Qira’ah mubadalah atau mafhum disebut tafsir resiprokal merupakan bentuk pendekatan penafsiran yang digagas oleh Faqihuddin Abdul Qodir. Qira’ah mubadalah terinspirasi dari ayat-ayat Al-Qur’an dan hadis yang membicarakan tentang kesaling-hubungan antara laki-laki dan perempuan. Dalam bahasa Indonesia, istilah mubadalah dapat dipadankan dengan resiprositas yang bermakna kedua belah pihak, baik laki-laki dan perempuan sama-sama diuntungkan.

Dalam bukunya, Faqihuddin Abdul Qadir menjelaskan bahwa secara metodis, qira’ah mubadalah memberikan peluang untuk melakukan pengembangan pemahaman dan praktik terhadap sebuah teks agar memiliki nilai kesalingan hubungan. Qira’ah mubadalah menawarkan penempatan laki-laki dan perempuan pada posisi yang sama dalam konteks penafsiran Al-Qur’an atau hadis.

Gagasan itu berangkat salah satunya dari ayat al-Qur’an yang membicarakan tentang prinsip keadilan, seperti perintah untuk saling tolong menolong dalam kebaikan, menghindari kejahatan, mendirikan shalat, menunaikan zakat dan menta’ati Allah dan Rasul-Nya dalam QS. at Taubah: 71,

وَٱلْمُؤْمِنُونَ وَٱلْمُؤْمِنَٰتُ بَعْضُهُمْ أَوْلِيَآءُ بَعْضٍ ۚ يَأْمُرُونَ بِٱلْمَعْرُوفِ وَيَنْهَوْنَ عَنِ ٱلْمُنكَرِ وَيُقِيمُونَ ٱلصَّلَوٰةَ وَيُؤْتُونَ ٱلزَّكَوٰةَ وَيُطِيعُونَ ٱللَّهَ وَرَسُولَهُۥٓ ۚ أُو۟لَٰٓئِكَ سَيَرْحَمُهُمُ ٱللَّهُ ۗ إِنَّ ٱللَّهَ عَزِيزٌ حَكِيمٌ

Dan orang-orang yang beriman, lelaki dan perempuan, sebahagian mereka (adalah) menjadi penolong bagi sebahagian yang lain. Mereka menyuruh (mengerjakan) yang ma’ruf, mencegah dari yang munkar, mendirikan shalat, menunaikan zakat dan mereka taat pada Allah dan Rasul-Nya. Mereka itu akan diberi rahmat oleh Allah; sesungguhnya Allah Maha Perkasa lagi Maha Bijaksana.

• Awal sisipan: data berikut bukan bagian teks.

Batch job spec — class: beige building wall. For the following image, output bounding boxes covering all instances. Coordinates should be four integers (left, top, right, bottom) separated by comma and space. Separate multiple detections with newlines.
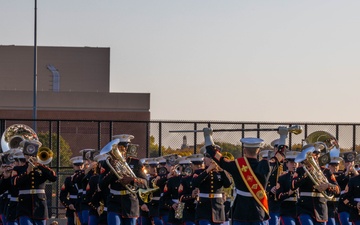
0, 45, 110, 92
0, 45, 150, 157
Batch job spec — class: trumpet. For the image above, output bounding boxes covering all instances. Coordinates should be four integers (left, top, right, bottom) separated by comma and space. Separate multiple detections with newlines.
28, 147, 54, 167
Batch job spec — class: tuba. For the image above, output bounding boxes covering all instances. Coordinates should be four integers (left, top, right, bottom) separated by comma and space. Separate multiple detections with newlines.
1, 124, 38, 153
295, 131, 339, 200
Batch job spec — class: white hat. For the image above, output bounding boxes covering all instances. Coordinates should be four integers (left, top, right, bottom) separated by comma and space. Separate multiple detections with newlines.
187, 154, 204, 163
157, 157, 166, 164
241, 137, 264, 148
178, 157, 191, 165
70, 156, 84, 164
19, 140, 42, 148
271, 139, 280, 147
112, 134, 134, 143
164, 154, 180, 166
93, 154, 107, 162
329, 156, 342, 164
140, 158, 148, 164
260, 150, 272, 159
79, 148, 95, 159
146, 158, 159, 166
285, 151, 300, 161
8, 148, 25, 159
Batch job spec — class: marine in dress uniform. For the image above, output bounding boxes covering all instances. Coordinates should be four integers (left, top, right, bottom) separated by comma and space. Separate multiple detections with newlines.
8, 149, 28, 225
192, 152, 232, 225
99, 134, 147, 225
292, 145, 340, 225
138, 158, 163, 225
86, 153, 105, 225
178, 154, 203, 225
327, 157, 342, 225
340, 161, 360, 225
338, 152, 358, 225
0, 155, 12, 225
59, 156, 84, 225
0, 151, 16, 225
13, 141, 57, 225
275, 151, 300, 225
91, 154, 111, 225
155, 155, 180, 225
162, 157, 188, 225
265, 141, 283, 225
76, 148, 97, 225
206, 132, 282, 225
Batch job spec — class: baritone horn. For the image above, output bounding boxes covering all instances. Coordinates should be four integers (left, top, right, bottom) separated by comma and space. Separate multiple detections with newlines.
100, 138, 159, 200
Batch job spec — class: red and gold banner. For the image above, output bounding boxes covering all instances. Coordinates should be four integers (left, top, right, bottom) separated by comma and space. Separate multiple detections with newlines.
235, 157, 269, 215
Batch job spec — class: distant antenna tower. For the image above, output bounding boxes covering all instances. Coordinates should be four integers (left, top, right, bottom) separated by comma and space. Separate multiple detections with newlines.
46, 64, 60, 92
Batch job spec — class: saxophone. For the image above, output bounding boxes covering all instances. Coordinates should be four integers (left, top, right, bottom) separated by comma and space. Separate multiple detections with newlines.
98, 200, 105, 215
174, 197, 185, 219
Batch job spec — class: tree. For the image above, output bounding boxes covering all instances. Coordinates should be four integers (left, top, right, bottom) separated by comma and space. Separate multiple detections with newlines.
37, 132, 73, 167
215, 142, 242, 158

Ayat tersebut secara tersirat menunjukkan bahwa antara perempuan dan laki-laki memiliki posisi yang sama dan sejajar dalam melakukan kebaikan. Hubungan antara keduanya dinilai sebagai sebuah partnership (kemitraan) yang saling melengkapi dan mendampingi.

Ada tiga langkah yang harus dilakukan untuk menerapkan pendekatan qira’ah mubadalah dalam menafsirkan al-Qur’an atau hadis. Pertama, menggali prinsip universal Islam tanpa memandang jenis kelamin. Prinsip ini tercermin dalam nilai-nilai kemaslahatan keduanya berdasarkan standar agama dan tradisi (urf). Kedua, menemukan gagasan utama ayat tanpa melihat jenis kelamin objek yang disebutkan. Ayat-ayat al-Qur’an yang menyebutkan tentang peran yang dimiliki laki-laki dan perempuan kebanyakan merupakan sebuah contoh implementasi yang terikat pada ruang dan waktu tertentu.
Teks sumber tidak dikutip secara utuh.